One of the more recent fads in web design is to use custom colors for scroll bars. Sometimes this is done to good effect, but more often than not, it becomes more of a problem than helpful. For example, in both its light and dark themes, Mastodon has extremely low contrast between the scrollbar background (the track) and the draggable scrollbar handle which in modern user interfaces indicates both the current position within a scrollable area (such as a web page) and gives an approximation of the size of the scrollable area.

After being annoyed at this for some time, I decided to solve the problem. There are probably browser add-ons for this, but I am wary of installing more add-ons than necessary, especially ones which by necessity must have the ability to muck around with the content of every single page I browse to.

First, locate your Firefox profile directory. On a Linux system, for example, your browser profile will likely be stored in a directory .mozilla/firefox/abcdefgh.* within your home directory, where abcdefgh is a random identifier and the part after the period is some moderately descriptive name (possibly default). Regardless of the platform you are using Firefox on, you should be able to navigate to about:support and look at the Profile Directory to obtain the full path to your profile directory.

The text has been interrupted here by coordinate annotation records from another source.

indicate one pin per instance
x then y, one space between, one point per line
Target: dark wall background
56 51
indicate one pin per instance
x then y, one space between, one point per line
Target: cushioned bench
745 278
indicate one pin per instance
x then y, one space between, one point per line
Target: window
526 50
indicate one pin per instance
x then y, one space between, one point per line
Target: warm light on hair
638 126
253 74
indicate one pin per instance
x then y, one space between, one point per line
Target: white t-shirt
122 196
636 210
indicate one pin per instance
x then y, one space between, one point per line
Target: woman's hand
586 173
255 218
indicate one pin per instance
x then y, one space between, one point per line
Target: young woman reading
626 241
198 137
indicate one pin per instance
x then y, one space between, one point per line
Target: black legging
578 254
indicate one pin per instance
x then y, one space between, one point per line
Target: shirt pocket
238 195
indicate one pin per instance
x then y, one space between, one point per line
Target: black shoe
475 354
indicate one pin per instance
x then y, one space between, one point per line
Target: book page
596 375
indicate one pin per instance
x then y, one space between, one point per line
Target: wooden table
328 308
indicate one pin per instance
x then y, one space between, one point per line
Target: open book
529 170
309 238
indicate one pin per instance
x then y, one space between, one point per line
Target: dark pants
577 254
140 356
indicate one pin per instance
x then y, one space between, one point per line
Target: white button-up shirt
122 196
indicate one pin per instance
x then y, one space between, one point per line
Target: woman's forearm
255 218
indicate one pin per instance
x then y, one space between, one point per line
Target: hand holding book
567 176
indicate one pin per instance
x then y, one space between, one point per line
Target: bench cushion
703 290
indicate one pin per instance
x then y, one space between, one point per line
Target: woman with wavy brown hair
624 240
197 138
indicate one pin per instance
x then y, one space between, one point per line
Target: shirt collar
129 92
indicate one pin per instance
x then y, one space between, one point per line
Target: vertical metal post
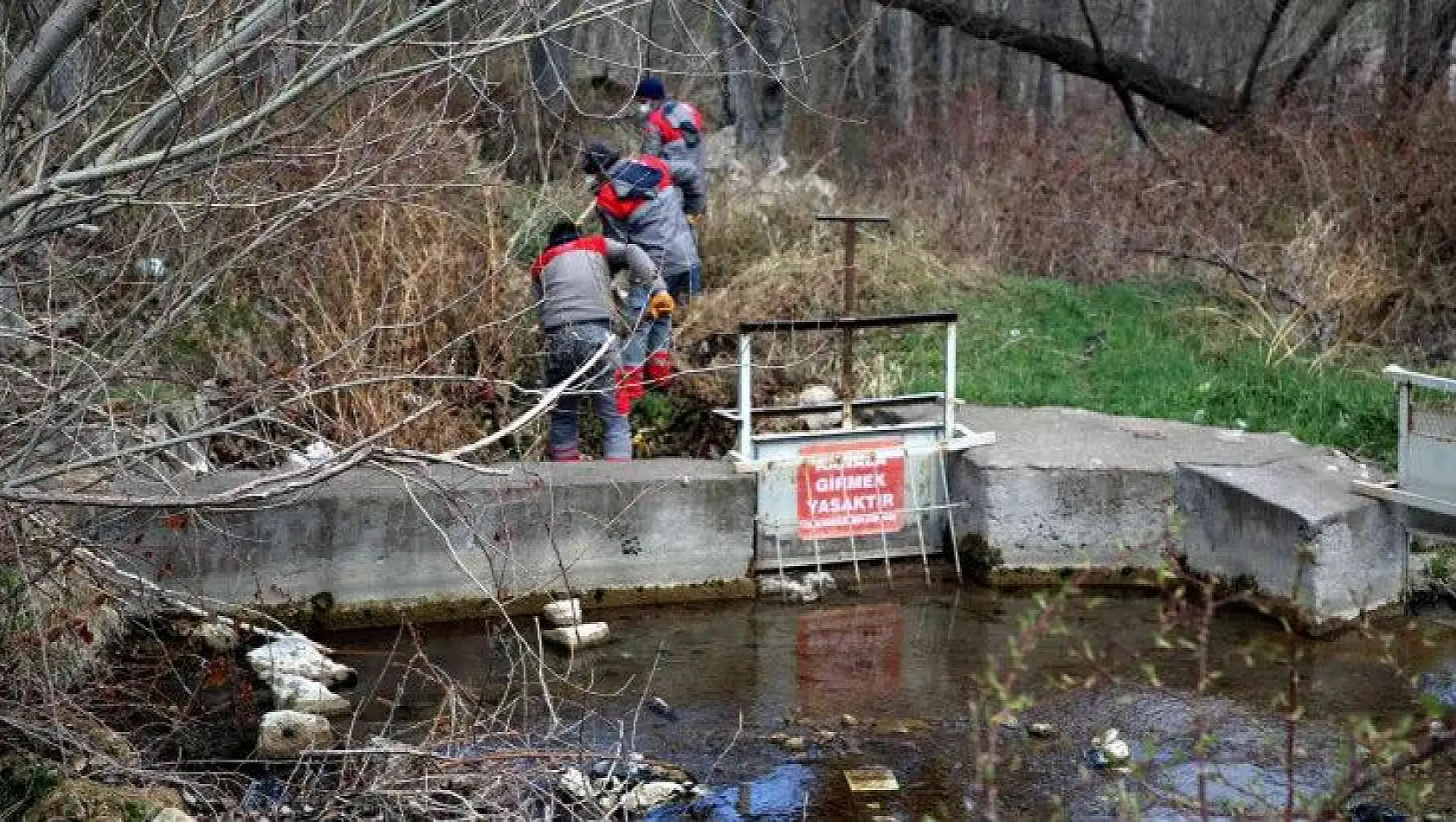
847 351
950 382
1402 459
1402 427
851 273
746 396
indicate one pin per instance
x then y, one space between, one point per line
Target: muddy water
887 676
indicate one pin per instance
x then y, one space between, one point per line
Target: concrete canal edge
1060 492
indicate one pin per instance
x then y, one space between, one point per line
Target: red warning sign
851 489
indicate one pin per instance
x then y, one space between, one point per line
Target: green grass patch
1161 351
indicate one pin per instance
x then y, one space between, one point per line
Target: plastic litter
871 779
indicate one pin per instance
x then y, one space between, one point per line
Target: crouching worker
572 284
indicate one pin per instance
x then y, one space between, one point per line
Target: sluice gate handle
847 354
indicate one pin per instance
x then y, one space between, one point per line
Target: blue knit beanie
651 89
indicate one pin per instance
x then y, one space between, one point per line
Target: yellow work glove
661 305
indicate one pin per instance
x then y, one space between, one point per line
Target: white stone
286 734
650 794
576 785
303 694
1112 747
791 589
820 581
574 638
216 636
297 655
563 613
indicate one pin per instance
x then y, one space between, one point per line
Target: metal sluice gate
1426 448
860 492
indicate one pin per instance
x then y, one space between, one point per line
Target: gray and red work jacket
644 201
572 281
674 132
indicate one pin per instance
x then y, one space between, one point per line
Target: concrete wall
1059 491
373 537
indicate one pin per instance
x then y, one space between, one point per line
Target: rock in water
297 655
563 613
286 734
820 581
650 794
303 694
576 638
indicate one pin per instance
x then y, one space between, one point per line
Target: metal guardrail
847 403
1426 448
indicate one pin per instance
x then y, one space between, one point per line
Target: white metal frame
1423 482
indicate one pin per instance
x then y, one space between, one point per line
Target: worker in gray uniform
577 309
645 201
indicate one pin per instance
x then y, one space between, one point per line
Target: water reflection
849 657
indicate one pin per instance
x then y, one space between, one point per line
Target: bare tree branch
1257 63
1123 95
31 66
1315 48
1137 76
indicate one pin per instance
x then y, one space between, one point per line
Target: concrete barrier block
1050 520
1066 489
1293 530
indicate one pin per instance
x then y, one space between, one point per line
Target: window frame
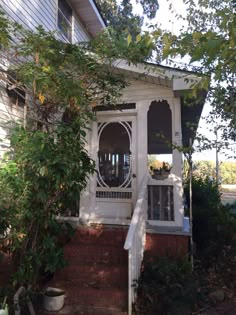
65 30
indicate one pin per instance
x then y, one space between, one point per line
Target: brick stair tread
95 252
100 297
96 278
98 273
84 310
113 237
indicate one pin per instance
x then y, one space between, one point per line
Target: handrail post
135 241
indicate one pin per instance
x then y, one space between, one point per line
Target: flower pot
4 311
161 176
53 299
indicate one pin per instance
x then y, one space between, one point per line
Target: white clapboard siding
80 35
139 91
32 13
8 112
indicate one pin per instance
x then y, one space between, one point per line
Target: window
64 21
16 94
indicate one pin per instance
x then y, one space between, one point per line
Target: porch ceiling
89 16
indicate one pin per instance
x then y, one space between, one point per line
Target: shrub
167 286
213 224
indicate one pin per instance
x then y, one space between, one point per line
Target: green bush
167 286
213 224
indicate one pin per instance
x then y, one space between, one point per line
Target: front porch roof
180 81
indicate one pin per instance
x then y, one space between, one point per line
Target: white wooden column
177 161
142 149
88 196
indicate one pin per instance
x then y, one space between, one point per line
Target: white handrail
135 241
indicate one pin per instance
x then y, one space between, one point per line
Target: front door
116 169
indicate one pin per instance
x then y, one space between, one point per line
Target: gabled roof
89 16
179 81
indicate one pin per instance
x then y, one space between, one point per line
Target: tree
120 16
210 41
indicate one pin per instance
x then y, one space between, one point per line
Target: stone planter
4 311
53 299
160 176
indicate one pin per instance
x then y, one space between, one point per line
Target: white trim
97 13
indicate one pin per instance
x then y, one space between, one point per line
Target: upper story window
64 21
16 94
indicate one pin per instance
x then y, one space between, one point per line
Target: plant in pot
53 299
4 307
162 172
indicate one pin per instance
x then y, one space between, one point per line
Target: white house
123 193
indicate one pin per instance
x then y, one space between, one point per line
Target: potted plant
53 299
162 172
4 307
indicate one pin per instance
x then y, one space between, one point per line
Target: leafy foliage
213 225
167 286
120 15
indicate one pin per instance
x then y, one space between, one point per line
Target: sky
167 20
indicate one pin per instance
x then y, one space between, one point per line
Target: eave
89 16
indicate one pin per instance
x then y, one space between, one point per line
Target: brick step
85 310
109 297
99 274
114 237
85 253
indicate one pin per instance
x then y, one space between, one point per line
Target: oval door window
114 155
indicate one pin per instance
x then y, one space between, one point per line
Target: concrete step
84 310
97 274
96 252
88 296
115 237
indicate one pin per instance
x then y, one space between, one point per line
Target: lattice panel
114 194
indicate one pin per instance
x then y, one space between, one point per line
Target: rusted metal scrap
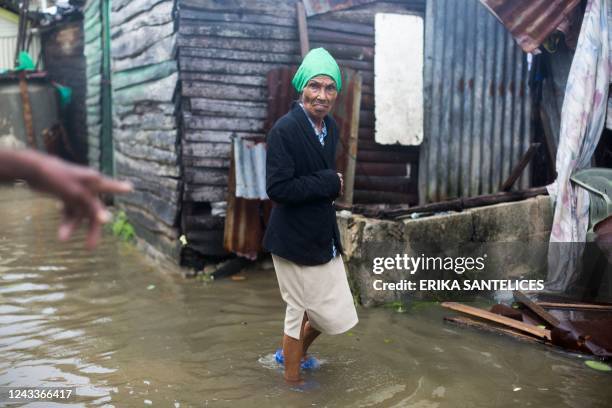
588 331
531 21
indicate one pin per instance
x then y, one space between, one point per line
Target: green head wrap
317 62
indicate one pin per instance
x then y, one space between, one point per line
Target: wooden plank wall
145 128
65 63
225 49
92 33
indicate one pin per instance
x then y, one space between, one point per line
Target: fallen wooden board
535 308
469 322
483 314
578 306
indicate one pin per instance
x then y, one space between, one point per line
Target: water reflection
127 334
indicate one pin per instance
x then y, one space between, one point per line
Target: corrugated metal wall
225 51
92 34
477 103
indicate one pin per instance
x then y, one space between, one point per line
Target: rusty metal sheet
477 103
280 94
531 21
314 7
250 168
346 115
246 217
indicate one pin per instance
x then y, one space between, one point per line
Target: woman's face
319 96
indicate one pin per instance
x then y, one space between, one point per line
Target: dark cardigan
301 179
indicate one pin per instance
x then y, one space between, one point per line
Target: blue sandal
310 363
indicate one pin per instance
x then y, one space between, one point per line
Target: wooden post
492 317
27 111
303 28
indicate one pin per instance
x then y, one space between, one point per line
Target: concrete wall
513 235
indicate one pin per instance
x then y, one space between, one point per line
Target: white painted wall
398 79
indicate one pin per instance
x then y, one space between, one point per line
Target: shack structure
171 82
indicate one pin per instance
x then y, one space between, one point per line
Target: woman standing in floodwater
302 234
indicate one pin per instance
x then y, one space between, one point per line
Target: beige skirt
322 291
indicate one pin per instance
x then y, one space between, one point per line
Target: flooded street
126 334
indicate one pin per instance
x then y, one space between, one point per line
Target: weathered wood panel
145 129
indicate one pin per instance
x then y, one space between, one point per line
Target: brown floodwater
128 334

Second, if under it you do not already have such a directory, create a directory named chrome. (This has nothing to do with Google’s web browser, but mostly refers to the parts of the web browser surrounding the actual web page: tabs, address bar, windowing controls, and so on.)

Third, within the chrome directory, create a plain text file named userContent.css and put something like the following in it:

html {
    scrollbar-color: yellow navy !important;
    scrollbar-width: auto !important;
}

For scrollbar-color, the first color is for the handle, and the second color is for the scrollbar background. You can use whichever colors you like, but you should use colors that contrast against colors typically used as background on pages that you regularly visit. You can specify a color in any way that works in CSS, including by CSS color name (as in my example above), a hexadecimal RGB value (such as #d2691e or #ff0), or using the rgb() CSS color function.

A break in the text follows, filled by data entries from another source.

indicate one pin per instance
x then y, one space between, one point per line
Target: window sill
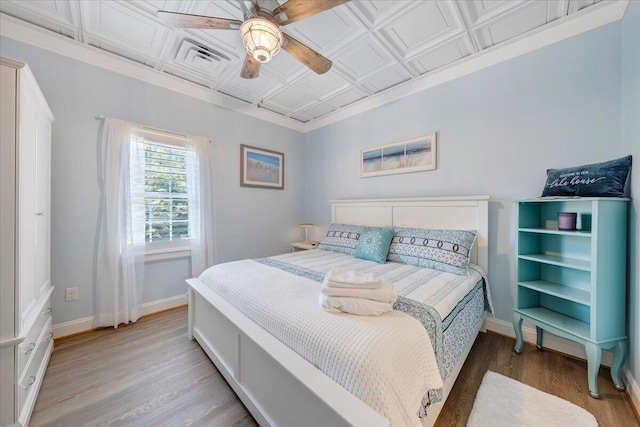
164 254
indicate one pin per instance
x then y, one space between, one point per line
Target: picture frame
415 154
261 168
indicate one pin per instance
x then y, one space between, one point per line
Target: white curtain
120 262
201 221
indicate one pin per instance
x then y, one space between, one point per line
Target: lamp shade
262 38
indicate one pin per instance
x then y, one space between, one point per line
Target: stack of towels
356 292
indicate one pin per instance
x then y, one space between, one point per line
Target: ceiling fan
260 31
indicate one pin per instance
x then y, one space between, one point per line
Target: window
166 203
161 171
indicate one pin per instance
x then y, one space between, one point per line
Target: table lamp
306 227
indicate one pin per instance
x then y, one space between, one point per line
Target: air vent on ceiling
198 57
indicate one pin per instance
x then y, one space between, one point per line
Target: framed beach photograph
261 168
407 155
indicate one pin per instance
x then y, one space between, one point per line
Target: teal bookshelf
573 283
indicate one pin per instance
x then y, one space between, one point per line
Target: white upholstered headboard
446 213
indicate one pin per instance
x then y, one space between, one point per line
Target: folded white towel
388 295
359 306
343 278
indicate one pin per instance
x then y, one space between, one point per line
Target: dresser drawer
31 378
27 347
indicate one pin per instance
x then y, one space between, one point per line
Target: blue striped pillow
341 238
444 250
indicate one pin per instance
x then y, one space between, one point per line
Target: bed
278 385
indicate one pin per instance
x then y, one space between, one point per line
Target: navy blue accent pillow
605 179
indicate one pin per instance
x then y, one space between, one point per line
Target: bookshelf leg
594 357
539 338
619 356
517 327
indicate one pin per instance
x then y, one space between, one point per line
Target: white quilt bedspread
386 361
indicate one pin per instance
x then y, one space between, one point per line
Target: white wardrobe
25 285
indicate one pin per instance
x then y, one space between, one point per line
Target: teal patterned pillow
341 238
444 250
374 244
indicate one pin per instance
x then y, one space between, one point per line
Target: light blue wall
631 145
499 129
249 222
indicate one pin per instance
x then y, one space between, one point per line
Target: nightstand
297 247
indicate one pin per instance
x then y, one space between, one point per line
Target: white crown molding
600 14
25 32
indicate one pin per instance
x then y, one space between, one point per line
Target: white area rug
502 401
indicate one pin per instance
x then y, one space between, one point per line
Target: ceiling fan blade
295 10
250 68
250 8
185 20
306 55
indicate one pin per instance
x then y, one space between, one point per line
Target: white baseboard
633 388
86 324
163 304
548 340
567 347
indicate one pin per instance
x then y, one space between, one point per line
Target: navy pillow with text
606 179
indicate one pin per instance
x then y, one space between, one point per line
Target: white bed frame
278 386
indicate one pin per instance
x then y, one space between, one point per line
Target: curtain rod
155 130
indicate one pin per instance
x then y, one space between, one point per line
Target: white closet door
43 202
27 200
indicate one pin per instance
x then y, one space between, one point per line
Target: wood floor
150 374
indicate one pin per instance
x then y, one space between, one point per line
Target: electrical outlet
71 294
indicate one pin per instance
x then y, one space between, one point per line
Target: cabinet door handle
32 380
30 348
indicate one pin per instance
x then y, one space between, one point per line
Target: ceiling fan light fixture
262 38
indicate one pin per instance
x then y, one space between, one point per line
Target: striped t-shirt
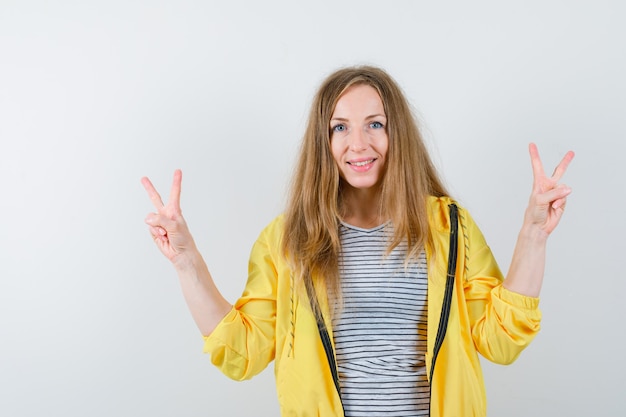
380 332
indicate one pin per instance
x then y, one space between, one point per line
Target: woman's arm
171 235
544 211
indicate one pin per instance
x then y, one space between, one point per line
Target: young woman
374 292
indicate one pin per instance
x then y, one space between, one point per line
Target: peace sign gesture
548 197
167 226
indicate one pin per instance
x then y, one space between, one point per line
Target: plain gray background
96 94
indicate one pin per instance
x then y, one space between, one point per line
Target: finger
175 190
158 233
152 193
554 197
562 167
535 161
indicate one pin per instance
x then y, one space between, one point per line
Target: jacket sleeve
502 322
242 344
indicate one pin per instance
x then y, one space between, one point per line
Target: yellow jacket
273 321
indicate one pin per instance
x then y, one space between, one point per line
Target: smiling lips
362 164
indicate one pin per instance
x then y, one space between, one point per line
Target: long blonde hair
311 234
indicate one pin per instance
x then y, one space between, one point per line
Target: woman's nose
358 140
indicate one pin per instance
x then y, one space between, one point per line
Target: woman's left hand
548 197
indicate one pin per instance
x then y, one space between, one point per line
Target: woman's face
358 138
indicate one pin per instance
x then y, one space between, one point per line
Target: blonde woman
374 292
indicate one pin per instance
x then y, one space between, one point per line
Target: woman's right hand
167 226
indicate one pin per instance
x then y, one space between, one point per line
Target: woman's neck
362 208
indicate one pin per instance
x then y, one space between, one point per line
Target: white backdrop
96 94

If there is, for example, only a single domain which is problematic, you can restrict the rule to only that domain by using a @-moz-document property, like so:

@-moz-document domain("example.com") {
    html {
        scrollbar-color: yellow navy !important;
        scrollbar-width: auto !important;
    }
}

Fourth, save that file, and then open a Firefox browser window and navigate to about:config. If you have not disabled it, you will get a scary warning about the need to be careful. Proceed past that warning and then, in the search field at the top of the page you get to, enter toolkit.legacyUserProfileCustomizations.stylesheets. Verify that the entry that shows up has that name.

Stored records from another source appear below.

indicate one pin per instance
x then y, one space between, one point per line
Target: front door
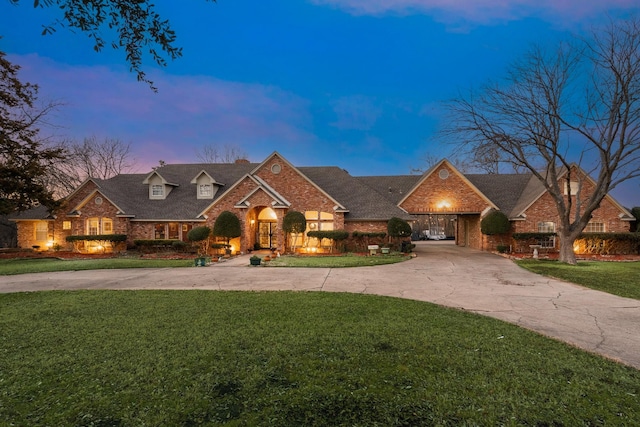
266 234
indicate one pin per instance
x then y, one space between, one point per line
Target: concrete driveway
442 273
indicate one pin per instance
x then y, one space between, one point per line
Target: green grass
337 261
617 278
21 266
187 358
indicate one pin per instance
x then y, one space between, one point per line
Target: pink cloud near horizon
485 11
186 113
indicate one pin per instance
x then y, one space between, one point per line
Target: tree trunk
567 255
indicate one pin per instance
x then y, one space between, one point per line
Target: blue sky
357 84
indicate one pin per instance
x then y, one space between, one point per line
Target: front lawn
186 358
41 265
336 261
617 278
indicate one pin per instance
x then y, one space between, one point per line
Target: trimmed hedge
97 237
329 234
362 234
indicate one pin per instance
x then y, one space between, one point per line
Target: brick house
172 199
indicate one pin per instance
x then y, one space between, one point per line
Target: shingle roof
504 190
128 192
362 201
392 188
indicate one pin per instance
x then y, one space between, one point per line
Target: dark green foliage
335 235
398 227
98 237
294 222
23 158
532 236
635 225
362 234
227 225
495 222
198 234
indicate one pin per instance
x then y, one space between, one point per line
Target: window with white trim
93 226
205 190
97 226
157 190
547 241
594 227
107 226
42 231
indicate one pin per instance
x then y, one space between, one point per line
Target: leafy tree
200 235
495 222
579 103
227 225
139 28
24 160
294 222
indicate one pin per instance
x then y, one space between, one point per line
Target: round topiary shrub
227 225
198 234
495 222
398 227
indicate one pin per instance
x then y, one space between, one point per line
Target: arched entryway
264 227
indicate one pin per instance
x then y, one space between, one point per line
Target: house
172 199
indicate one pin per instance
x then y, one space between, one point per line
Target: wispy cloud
187 112
356 112
484 11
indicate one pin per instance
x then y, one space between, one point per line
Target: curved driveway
442 273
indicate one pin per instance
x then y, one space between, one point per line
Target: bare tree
138 28
577 105
92 158
226 154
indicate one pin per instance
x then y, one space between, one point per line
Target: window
318 221
546 227
97 226
594 227
107 226
93 225
573 187
174 230
42 230
205 190
547 241
159 231
157 190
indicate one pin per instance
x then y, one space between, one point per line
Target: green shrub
495 222
97 237
398 227
198 234
227 225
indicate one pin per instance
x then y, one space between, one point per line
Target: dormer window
157 190
205 191
206 185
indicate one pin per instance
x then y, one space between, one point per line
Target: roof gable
440 190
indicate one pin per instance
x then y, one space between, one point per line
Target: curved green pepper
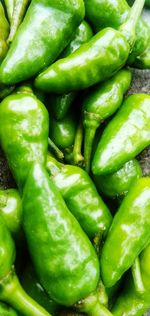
118 183
112 13
81 197
64 259
62 132
4 31
11 209
100 103
11 291
61 103
23 132
94 61
129 302
125 136
129 233
32 286
43 34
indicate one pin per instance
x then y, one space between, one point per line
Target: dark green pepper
4 31
129 303
129 233
61 103
100 103
81 197
118 183
94 61
125 136
63 257
11 291
112 13
32 286
43 34
11 209
24 127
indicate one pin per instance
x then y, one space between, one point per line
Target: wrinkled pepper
81 197
60 104
117 184
11 290
112 13
24 127
129 303
11 210
63 257
129 233
125 136
45 31
99 104
4 31
94 61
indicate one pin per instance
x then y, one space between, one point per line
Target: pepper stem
12 293
137 277
129 27
88 143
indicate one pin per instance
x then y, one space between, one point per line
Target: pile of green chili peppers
75 230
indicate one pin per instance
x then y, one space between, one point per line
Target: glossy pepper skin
81 197
112 13
32 286
61 103
4 31
125 136
52 32
117 184
24 125
132 224
129 302
63 257
94 61
11 209
62 132
100 103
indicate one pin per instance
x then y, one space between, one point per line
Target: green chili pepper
11 291
129 233
11 209
125 136
61 103
62 132
129 302
112 13
4 31
81 197
9 7
6 310
23 132
43 34
118 183
64 259
32 286
101 103
94 61
19 10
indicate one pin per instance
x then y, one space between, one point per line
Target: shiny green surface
63 257
4 31
11 209
112 13
44 33
129 302
129 233
125 136
23 133
118 183
81 197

If the value shows as false, then double-click on it to change its value to true. If the value already shows as true, you are done here. Close that tab.

As a last step, completely restart the browser by closing all Firefox windows and then restarting Firefox.

Navigate to a long web page, such as a favorite blog, social media or news site, and look at the scroll bar. Its colors should now reflect your choices, rather than that site’s designer’s.